Arnold Esch: Von Rom bis an die Ränder der Welt

Ein zitat, das den kern des buches präzise formuliert, seite 138: «Die freude, der geschichte in freier landschaft nachzugehen». Im kapitel «Mit dem inschriftenausmeissler unterwegs» finde ich: «60 meilen ab Augsburg oder 89 km: das ist nur 10 km länger als die Luftlinie und zeigt die unbeirrbare geradlinigkeit römischer strassen – der Geta-ausmeissler sah nicht nur seinen nächsten stein, sondern auch schon den übernächsten.» Besonders begeisterte mich natürlich das erste kapitel: «Historische landschaft Burgund», da geht es um die Burgunder, also die Nibelungen, um Bibracte und Cäsar, um Alesia und Tournus, Auxerre und natürlich auch Verdun, alles orte und namen, denen wir in unseren fast jährlichen reisen nach Frankreich ständig begegnen, und denen ich nun in anderem, historischem zusammenhang begegne.

Die beschreibung der wanderung entlang der Via Valeria zwang mich, in die Italienkarte zu schauen, doch fand ich nicht alle ortsangaben. Immerhin. Es zeigte sich, dass wir in den ferien in Tortoretto Lido und Pescara ganz in der nähe gewesen waren. [So war ich denn auch entsetzt, lesen zu müssen, dass auf der passhöhe des Septimers römische spuren zu sehen wären, was ich seinerzeit nicht gewusst hatte, als ich mit der klasse von Bivio nach Vicosoprano wanderte. Schande über den jungen lehrer – na, die schüler hätte es wohl nicht wirklich interessiert.] Das kapitel zum passverkehr über die Alpen faszinierte mich als nichthistoriker vor allem quellentechnisch: was Esch da aus alltäglichen notizen und tabellen herausliest, wie sorgfältig er damit umgeht, das beeindruckt mich sehr.
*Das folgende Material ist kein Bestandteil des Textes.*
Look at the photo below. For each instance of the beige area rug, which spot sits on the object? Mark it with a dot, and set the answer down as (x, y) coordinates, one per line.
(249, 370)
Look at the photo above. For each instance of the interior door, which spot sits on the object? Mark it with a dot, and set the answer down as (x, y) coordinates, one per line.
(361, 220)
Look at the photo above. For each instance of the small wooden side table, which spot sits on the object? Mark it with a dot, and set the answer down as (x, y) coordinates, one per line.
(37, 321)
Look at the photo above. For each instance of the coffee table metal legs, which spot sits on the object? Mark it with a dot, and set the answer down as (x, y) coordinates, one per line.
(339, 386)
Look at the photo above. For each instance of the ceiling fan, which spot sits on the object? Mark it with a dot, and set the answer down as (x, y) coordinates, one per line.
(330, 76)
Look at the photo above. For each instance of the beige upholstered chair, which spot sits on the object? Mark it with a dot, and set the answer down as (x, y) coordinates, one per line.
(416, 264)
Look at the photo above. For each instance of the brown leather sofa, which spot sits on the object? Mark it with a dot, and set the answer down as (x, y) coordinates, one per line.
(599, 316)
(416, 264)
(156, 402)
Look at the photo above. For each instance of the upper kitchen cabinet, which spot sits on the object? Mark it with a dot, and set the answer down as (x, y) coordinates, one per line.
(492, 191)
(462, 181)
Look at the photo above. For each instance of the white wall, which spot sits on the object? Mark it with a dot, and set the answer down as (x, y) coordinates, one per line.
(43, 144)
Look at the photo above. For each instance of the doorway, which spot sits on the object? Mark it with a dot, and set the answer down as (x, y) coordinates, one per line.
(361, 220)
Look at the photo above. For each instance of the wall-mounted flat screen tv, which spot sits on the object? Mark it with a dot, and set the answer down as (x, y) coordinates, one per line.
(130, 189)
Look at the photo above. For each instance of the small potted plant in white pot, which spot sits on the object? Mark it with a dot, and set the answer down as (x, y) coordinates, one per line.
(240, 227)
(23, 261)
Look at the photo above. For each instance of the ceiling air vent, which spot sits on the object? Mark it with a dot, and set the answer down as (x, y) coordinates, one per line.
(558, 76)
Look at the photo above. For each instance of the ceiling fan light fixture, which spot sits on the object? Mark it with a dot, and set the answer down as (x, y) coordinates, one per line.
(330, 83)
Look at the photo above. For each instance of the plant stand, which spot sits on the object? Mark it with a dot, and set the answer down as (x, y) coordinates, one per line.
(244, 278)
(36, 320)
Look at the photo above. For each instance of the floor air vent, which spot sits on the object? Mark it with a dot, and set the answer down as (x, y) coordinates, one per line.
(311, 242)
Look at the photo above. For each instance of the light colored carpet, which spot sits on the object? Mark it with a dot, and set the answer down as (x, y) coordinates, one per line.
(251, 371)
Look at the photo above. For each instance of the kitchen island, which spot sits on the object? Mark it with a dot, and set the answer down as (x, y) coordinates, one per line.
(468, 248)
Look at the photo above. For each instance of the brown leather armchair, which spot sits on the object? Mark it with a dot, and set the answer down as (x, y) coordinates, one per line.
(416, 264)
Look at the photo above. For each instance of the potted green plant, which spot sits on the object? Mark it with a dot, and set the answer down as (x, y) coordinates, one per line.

Ganz am schluss dann die Transsibirische Eisenbahn unmittelbar nach dem zusammenbruch der Sowjetunion. Das muss ich ein zweites mal mit einer karte in der hand nachlesen, denn in dieser gegend war ich noch nie. Bhutan ist halt nicht die Mongolei. [Esch arbeitet übrigens öfters mit hinweisen auf Google Earth oder mit genauen ortsangaben (anzahl grad, minuten und sekunden nord und ost etc.) Die bemerkung, wenn man Egon Erwin Kischs reportagen aus den jahren 1925/26 gleichzeitig mit Solschenizyns GULAG lese, werde einem schwindlig, rief mir meine seinerzeitige GULAG-lektüre in erinnerung. Aber wo sind die bücher?

In den anmerkungen stelle ich fest, dass Esch in Bern und Zürich gelesen hat. [Mein Freund Heini Müller wird ihn also gut kennen, denke ich.] Der klappentext erwähnt viel lieber seine arbeit in Rom, unter anderem bei der päpstlichen akademie für archäologie. Logo!!